New Quantum Risk Assessment and Subscription Services Available to Clients

Second Post-Quantum Cryptography Standardization Conference organized by the National Institute of Standards and Technology took a major step towards maintaining the highest level of security of its client’s data and privacy in the future from fault-tolerant quantum computers.

With today’s news, IBM is announcing that it will begin to provide, what the industry would call, quantum-safe cryptography services on the IBM public cloud in 2020 and is now offering a Quantum Risk Assessment from IBM Security to help customers assess their risk in the quantum world. Additionally, IBM cryptographers have prototyped the world’s first quantum computing safe enterprise class tape, an important step before commercialization.

IBM is also committed to making quantum-safe algorithms available through the open source community. As an industry, we can only become secure if new quantum-safe algorithms are tested, interoperable and easily consumable in common security standards.

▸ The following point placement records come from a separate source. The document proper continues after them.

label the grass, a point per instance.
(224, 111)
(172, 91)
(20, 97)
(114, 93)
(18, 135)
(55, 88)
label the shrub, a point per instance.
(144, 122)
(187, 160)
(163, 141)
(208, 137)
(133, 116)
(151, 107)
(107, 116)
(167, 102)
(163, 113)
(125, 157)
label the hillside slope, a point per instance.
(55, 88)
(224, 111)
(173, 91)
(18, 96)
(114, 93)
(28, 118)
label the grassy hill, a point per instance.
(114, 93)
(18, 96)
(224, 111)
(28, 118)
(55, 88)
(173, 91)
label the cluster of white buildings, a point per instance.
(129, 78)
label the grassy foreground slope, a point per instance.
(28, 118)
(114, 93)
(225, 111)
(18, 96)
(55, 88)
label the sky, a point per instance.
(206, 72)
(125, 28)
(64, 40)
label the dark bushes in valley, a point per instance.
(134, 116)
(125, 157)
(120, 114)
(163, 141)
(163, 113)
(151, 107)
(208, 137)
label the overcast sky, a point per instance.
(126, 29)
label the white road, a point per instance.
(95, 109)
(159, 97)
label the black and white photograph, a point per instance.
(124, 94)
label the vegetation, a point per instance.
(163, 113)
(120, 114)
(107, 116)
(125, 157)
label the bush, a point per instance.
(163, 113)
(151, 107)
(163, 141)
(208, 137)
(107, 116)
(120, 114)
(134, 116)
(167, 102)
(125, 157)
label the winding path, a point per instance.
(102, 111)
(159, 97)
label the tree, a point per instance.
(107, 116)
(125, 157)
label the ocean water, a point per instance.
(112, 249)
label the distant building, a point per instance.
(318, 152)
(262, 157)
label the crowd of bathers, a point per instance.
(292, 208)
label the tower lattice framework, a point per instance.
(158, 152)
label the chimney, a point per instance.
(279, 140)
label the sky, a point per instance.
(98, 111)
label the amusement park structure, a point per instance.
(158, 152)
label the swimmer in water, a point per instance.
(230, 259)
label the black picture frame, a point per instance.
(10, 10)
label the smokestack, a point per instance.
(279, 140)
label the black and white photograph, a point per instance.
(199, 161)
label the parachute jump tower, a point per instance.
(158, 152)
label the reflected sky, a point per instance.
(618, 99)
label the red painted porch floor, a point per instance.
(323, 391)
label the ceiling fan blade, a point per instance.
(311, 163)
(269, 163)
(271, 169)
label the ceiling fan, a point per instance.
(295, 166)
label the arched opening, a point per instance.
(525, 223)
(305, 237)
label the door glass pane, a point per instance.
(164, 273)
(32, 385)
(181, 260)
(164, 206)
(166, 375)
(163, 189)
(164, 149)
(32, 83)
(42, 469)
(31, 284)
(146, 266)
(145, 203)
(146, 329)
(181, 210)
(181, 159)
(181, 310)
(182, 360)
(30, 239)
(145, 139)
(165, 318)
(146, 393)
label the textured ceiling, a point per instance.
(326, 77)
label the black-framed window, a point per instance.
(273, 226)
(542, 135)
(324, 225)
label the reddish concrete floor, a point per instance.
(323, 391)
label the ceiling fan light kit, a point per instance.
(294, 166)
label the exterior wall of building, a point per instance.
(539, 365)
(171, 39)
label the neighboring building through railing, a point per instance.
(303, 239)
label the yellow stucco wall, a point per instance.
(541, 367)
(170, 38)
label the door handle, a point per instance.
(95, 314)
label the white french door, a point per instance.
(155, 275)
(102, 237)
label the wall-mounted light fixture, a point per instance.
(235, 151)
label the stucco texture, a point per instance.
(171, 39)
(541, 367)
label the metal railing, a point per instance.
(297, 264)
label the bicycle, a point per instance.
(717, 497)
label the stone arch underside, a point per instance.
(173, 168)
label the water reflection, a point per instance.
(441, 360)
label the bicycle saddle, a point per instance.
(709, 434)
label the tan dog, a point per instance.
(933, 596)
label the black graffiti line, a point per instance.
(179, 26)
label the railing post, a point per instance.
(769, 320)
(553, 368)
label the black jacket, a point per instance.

To this end, IBM is donating algorithms and support to a number of open source projects such as OpenQuantumSafe.org.

These new services and technologies are building on IBM’s leading position in quantum computing and leverage decades of research in cryptography to protect data at rest and in motion.

IBM first made quantum computers available through its public cloud in May 2016 with the IBM Q Experience platform. As of today, users have executed more than 28 million experiments and simulations on the quantum cloud platform and published over 180 third-party research papers.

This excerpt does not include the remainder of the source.